Jane, head of merchandising for a fashion company in California, talks about her challenges dealing with employees amid a business slump.
We let four employees go last month. Our CEO assures us he's doing everything to avoid more cuts.
No one believes him. Or maybe they realize he cannot predict how long this downturn will last and whether it will get worse.
What's weird is how people are treating me. Because they see me as one of the CEO's favorites, I'm suddenly getting more attention than ever. People gravitate to me in the lunchroom to find out what I might know about impending layoffs.
I keep telling them, "I'm as much in the dark as you are."

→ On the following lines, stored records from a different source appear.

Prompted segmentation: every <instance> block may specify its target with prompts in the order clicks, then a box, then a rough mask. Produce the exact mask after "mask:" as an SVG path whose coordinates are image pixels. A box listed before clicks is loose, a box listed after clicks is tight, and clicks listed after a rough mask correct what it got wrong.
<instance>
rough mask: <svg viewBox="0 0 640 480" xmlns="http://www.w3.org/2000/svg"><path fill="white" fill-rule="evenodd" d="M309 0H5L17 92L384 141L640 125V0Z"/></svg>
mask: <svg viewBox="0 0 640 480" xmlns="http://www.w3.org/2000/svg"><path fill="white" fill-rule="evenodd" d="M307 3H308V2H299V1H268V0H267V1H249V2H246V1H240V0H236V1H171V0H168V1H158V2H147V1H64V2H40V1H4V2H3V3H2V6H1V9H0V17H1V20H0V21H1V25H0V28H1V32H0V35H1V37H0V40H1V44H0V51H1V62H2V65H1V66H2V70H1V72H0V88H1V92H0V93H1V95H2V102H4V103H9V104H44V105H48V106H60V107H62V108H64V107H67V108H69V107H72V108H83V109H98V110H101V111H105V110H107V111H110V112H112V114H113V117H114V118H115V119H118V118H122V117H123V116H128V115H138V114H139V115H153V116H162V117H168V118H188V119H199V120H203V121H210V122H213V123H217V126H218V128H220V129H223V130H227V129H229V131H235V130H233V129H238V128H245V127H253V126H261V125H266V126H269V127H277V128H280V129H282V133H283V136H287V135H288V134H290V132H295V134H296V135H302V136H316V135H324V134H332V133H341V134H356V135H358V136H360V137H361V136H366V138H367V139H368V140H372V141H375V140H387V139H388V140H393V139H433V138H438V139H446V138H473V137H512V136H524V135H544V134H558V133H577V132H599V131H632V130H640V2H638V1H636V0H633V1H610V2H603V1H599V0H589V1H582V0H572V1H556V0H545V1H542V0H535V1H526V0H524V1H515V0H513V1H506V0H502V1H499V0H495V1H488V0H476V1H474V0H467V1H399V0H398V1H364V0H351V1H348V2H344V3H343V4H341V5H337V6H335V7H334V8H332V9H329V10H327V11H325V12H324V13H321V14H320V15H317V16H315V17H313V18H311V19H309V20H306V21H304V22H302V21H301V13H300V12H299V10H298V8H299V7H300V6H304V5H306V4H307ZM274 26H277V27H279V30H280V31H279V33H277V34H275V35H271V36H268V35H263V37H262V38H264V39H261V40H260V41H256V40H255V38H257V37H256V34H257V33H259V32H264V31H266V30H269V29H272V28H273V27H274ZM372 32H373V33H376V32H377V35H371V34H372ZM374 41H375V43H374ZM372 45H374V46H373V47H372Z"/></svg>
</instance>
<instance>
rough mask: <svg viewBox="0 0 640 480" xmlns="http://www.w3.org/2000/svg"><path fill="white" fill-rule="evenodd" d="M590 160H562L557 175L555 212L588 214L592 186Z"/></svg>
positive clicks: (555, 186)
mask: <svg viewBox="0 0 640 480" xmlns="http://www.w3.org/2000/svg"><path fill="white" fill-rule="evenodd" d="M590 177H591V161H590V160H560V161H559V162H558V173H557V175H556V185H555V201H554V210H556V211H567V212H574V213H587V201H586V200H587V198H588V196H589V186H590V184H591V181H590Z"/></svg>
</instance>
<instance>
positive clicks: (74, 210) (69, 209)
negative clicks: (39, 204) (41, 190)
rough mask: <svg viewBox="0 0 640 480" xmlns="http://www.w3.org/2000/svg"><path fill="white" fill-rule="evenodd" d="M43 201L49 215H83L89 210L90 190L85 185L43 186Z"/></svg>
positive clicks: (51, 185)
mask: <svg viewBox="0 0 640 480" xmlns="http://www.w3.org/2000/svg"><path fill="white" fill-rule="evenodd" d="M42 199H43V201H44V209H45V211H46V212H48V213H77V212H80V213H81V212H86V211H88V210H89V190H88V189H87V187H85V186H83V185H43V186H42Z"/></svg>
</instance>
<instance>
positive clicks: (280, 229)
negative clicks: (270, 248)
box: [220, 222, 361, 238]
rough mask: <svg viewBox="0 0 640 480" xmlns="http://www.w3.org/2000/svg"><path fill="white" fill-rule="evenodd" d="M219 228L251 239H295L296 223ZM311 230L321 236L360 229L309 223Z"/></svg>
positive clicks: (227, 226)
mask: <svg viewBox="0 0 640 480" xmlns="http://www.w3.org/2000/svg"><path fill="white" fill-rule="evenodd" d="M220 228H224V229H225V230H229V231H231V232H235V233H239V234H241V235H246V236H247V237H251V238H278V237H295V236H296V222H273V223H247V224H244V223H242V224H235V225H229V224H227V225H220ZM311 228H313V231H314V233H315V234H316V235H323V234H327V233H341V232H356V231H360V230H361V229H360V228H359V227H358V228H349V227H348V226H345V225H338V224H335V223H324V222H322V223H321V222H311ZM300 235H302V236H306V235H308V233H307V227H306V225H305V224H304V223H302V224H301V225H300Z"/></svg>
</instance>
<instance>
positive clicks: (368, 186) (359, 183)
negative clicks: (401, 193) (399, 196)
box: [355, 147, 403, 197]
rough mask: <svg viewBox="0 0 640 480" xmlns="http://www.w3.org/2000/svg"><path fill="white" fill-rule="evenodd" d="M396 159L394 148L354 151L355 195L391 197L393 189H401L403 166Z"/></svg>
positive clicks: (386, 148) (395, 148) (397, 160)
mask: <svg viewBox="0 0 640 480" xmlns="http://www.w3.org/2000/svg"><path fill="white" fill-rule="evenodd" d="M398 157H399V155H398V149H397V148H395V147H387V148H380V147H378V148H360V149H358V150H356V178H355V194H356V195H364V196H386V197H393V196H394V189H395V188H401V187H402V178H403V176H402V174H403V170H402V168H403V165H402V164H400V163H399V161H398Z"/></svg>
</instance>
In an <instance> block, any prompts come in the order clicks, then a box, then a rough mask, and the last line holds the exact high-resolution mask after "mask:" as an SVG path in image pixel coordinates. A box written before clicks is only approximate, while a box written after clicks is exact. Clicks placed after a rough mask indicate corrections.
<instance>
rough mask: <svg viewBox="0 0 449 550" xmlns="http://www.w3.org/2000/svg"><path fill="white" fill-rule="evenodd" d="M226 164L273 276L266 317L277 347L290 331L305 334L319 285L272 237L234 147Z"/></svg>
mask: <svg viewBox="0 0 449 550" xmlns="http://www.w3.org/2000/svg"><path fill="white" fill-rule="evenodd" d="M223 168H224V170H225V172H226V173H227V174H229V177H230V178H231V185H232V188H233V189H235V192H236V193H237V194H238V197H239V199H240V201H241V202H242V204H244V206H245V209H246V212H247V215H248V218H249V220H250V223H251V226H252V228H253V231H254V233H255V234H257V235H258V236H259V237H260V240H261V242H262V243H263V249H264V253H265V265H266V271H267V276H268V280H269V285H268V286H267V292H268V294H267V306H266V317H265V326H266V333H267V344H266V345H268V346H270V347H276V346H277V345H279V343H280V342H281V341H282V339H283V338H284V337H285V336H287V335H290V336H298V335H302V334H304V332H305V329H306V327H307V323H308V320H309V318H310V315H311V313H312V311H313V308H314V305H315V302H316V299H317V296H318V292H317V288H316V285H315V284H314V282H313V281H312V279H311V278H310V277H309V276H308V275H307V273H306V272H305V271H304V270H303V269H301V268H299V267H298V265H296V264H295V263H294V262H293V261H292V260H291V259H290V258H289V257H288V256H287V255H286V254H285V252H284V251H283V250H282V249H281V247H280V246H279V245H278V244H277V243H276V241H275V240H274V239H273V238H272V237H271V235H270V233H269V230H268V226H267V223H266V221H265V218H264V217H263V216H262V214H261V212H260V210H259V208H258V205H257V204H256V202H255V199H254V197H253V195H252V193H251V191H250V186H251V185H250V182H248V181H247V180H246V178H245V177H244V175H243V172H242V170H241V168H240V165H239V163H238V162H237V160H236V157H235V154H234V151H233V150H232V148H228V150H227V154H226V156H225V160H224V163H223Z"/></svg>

It's frustrating how uncertainty takes on a life all its own. Focusing on the actual work is always a challenge in this organization because we have a lot of emotional, high-maintenance people who carry on all the time. But because we're preoccupied with losing our jobs, the distraction is far greater.
I haven't told anyone about this, but I had a confidential chat with the CEO yesterday. I asked him about our future.
"We'll get through this," he said. "But my options are limited. We miss our revenue targets and that heightens the urgency for cost control."
He didn't assure me my position was safe, which really unnerved me. He also hinted that with the board of directors pressuring him to slash expenses more aggressively, even his job was shaky.
After that conversation, I'm more on edge than ever. But I have to put on a game face with my peers and employees and not reveal my anxiety. It's a tall order.